Astronaut Paolo Nespoli recently recorded his spoken voice for use on his Wikipedia article—a small step for him, but a giant leap for the Wikimedia movement. This milestone is the first time content has been made in space specifically for Wikipedia.
How did an astronaut contribute to Wikipedia while traveling through space at an average speed of 27,724 kilometres per hour (17,227 mph)? That involves the collaborative handiwork of several people back here on Earth.
In July this year, I approached Marco Trovatello (User:mtrova), Communication Officer with ESA’s European Astronaut Centre, after seeing his excellent efforts to have ESA media released under open license. I asked him to work with me on a recording made on the ISS. Marco jumped at the idea, and immediately agreed to help.
As you can imagine, astronauts have busy schedules, but Marco was able to make all the necessary arrangements, working with his ESA colleagues to get the recording scheduled and the files transferred back to Earth (two of them: one in English, the other in Paolo’s native Italian).
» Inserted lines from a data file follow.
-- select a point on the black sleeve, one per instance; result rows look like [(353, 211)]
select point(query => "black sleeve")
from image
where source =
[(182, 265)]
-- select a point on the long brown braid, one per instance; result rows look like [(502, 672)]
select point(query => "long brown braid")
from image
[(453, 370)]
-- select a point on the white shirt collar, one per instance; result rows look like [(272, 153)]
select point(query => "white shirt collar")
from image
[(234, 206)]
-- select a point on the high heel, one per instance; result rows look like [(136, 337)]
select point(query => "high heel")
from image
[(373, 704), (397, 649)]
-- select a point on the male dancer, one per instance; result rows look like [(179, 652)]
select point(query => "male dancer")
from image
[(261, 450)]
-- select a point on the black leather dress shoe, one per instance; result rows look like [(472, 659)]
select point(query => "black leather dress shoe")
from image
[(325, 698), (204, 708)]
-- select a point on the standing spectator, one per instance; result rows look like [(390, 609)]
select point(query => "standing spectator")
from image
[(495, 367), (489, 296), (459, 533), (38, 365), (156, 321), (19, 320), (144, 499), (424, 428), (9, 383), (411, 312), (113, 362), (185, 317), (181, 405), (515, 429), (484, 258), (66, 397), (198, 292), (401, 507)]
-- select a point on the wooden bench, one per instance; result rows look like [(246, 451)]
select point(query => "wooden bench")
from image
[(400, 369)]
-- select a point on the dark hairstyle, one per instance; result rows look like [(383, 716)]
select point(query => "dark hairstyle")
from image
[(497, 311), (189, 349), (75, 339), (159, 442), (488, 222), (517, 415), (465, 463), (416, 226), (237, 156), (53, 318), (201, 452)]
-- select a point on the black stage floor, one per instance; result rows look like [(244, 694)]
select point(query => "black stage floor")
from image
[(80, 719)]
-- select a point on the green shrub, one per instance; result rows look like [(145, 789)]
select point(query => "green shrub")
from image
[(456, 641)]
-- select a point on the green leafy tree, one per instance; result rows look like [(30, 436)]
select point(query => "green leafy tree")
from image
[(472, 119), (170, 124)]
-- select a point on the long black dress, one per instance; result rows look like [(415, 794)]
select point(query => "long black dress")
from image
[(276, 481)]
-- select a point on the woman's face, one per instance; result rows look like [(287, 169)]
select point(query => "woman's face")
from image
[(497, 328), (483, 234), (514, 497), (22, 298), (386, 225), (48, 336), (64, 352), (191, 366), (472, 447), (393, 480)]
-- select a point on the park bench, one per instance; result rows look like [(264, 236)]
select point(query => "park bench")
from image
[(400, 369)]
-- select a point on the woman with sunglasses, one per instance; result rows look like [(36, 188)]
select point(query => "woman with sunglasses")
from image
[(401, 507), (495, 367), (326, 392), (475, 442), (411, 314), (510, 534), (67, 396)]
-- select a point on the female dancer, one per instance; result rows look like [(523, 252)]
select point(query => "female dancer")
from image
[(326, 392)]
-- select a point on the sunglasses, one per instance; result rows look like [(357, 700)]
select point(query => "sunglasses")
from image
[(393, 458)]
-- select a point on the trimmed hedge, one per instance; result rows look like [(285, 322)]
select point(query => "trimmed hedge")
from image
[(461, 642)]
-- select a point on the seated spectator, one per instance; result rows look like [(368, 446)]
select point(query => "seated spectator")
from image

He then uploaded them to Wikimedia Commons, where they are now available for anyone to use, freely, under an open license (CC BY-SA 3.0 IGO), as well as being used on Wikipedia and Wikidata.
In space, no one can hear you scream… but now everyone can hear your voice
Why is it important for Paolo—and others—to record their voices for Wikipedia and its sister projects? It helps us learn the canonical pronunciation of someone’s name. (I know that in my own family, different branches pronounce “Mabbett” differently). Asking our subjects to say a few more words besides their name also gives a fuller impression of what their voice sounds like, and that helps our readers to recognize them, for example, if they hear them on the radio.
The project was conceived at Wikimedia meetup in London in 2012. I suggested that we ought to include people’s voices on Wikipedia, and on the train home worked up some ideas, which I put into a blog post. I then contacted everyone I knew who had had a Wikipedia article written about them, and some kindly made recordings to get things started.
Since then, a small group of volunteers, including myself, have worked with many article subjects to add hundreds of recordings in 24 languages. They feature actors, sportspeople, Nobel-laureate scientists, authors, Eurovision Song Contest contestants, Wikimedians, and even another astronaut—Charlie Duke of NASA, who once walked on the moon, though his recording was made on Earth. I even persuaded the BBC to donate hundreds of clips from their radio programmes. It was the first time BBC content had been released under an open licence.
But we still need lots more recordings, in lots more languages—and you can help with this. Ask anyone you know who has a Wikipedia article (or a Wikidata item) to make a recording as set out on the project page. Most recordings run from 10–20 seconds, which is not a lot to ask of even very busy people. You can record them on a mobile phone, but do try to find somewhere quiet to cut down on background noise.
Who knows, maybe someone in space will listen to your recording.